Fátima Florez visitó Pampita Íntima, el ciclo que Carolina “Pampita” Ardohain conduce en Net TV, y se entregó a una profunda charla con la top, en la que recorrió los momentos más difíciles de su vida.

Uno de los trances más duros tuvo lugar con la separación de sus padres: “Mis papás se separaron cuando tenía 9 años y lo sufrí mucho. Lo pasé mal. Me encerré mucho, era muy tímida y no hablaba”.

En ese momento, Pampita mencionó que Fátima había sufrido problemas alimenticios y le preguntó si el desorden estuvo relacionado al divorcio de sus papás: “Cuando hice terapia no lo analicé, pedí analizar los problemas actuales. Pero analizándolo yo sola creo que sí, seguramente en algo me afecto porque yo empecé a tener problemas alimenticios de muy chica. Al poquito tiempo que se separaron mis papás, empecé con eso de que se me cerraba el estómago y me costaba comer. Después de adolescente, a los 16 años, se acentuó”.

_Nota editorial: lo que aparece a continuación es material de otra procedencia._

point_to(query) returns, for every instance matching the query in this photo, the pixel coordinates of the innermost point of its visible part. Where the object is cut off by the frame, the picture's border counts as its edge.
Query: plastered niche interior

"Al poquito tiempo que se separaron mis papás, empecé con eso de que se me cerraba el estómago y me costaba comer. Después de adolescente, a los 16 años, se acentuó"

“¿Llegaste a pesar 40 kilos?”, le consultó la conductora. Y Fátima reveló: “Sí. Cuando veo fotos mías, digo ‘quémenlas’. Disimulaba sobre todo con mis padres, cuando me preguntaban si había comido y les mentía, les decía que sí y no había comido nada o me había comido una manzana nada más. Por eso siempre le digo a los padres que chequeen si sus hijos comen y qué van a hacer al baño”.

Yo no vomitaba, tuve anorexia. Me veía gorda y era un palito. Uno tiene deformada la imagen del espejo”, agregó sobre el drama de salud que atravesó.

¿Cómo hizo para superar el problema? “Creo en mucho en Dios, soy muy creyente. Cuando era chica, me aferré mucho a Dios porque mi mamá me llevó al médico y los estudios me salieron muy mal. Me pegué un susto grande, estaba muy débil y ahí me comuniqué con Dios. Me cayó una ficha. Dios está muy presente en mi vida, rezo mucho, siento que me escucha y una protección muy grande”, cerró Fátima.